Model Selection Via Bilevel Programming

Published in Proc. 2006 IEEE World Congress on Computational Intelligence, 2006

Recommended citation: K. P. Bennett, X. Ji, J. Hu, G. Kunapuli and J.-S. Pang. Model Selection Via Bilevel Programming Proceedings of the 2006 IEEE World Congress on Computational Intelligence, Vancouver, BC, Canada, July 16-21, 2006.

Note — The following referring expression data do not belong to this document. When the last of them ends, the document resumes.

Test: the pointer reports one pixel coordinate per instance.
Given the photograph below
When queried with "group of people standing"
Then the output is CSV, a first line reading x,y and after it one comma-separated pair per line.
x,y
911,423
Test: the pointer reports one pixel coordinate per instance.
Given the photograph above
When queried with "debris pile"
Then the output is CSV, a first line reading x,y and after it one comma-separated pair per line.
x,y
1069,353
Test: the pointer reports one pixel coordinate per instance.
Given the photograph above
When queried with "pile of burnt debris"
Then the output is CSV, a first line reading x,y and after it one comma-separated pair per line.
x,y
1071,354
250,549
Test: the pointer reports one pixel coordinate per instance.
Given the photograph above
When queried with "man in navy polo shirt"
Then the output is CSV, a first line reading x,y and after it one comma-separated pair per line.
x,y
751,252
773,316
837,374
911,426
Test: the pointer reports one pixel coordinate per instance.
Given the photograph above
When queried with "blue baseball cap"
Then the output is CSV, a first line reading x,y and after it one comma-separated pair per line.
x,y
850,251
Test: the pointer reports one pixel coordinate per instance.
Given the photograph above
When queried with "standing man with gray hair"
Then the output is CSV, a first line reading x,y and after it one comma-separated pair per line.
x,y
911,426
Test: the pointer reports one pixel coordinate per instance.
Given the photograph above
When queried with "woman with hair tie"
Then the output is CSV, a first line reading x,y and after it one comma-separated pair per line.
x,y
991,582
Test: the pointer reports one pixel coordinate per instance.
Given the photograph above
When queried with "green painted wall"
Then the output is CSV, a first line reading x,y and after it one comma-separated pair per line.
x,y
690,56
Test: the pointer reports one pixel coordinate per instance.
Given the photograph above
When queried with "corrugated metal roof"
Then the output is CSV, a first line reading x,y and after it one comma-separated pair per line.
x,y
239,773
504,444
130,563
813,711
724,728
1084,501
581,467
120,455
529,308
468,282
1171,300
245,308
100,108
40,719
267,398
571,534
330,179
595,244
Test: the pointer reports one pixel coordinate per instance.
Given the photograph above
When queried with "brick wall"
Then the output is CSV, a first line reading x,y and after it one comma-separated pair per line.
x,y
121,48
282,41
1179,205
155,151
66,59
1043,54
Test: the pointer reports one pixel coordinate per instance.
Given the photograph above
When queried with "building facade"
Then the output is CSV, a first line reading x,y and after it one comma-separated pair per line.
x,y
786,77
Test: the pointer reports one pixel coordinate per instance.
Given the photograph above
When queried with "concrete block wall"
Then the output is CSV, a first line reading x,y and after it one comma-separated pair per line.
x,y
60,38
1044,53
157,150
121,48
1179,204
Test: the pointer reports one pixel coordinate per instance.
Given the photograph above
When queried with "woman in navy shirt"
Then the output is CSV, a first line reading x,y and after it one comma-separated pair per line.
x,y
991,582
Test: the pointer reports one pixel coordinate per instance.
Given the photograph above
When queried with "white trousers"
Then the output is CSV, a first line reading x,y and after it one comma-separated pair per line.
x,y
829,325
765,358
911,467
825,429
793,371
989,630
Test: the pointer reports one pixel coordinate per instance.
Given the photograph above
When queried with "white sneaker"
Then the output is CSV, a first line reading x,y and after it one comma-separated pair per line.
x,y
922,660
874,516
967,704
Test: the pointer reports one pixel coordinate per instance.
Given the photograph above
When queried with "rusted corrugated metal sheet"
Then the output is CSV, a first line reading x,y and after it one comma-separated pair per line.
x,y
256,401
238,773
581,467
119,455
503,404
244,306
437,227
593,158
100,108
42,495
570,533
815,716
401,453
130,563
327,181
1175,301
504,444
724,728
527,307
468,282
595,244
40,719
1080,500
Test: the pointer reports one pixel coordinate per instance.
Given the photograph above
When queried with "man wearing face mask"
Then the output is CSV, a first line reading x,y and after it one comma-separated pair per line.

A key step in many statistical learning methods used in machine learning involves solving a convex optimization problem containing one or more hyper-parameters that must be selected by the users. While cross validation is a commonly employed and widely accepted method for selecting these parameters, its implementation by a grid-search procedure in the parameter space effectively limits the desirable number of hyper-parameters in a model, due to the combinatorial explosion of grid points in high dimensions. This paper proposes a novel bilevel optimization approach to cross validation that provides a systematic search of the hyper-parameters. The bilevel approach enables the use of the state-of-the-art optimization methods and their well-supported softwares. After introducing the bilevel programming approach, we discuss computational methods for solving a bilevel cross-validation program, and present numerical results to substantiate the viability of this novel approach as a promising computational tool for model selection in machine learning.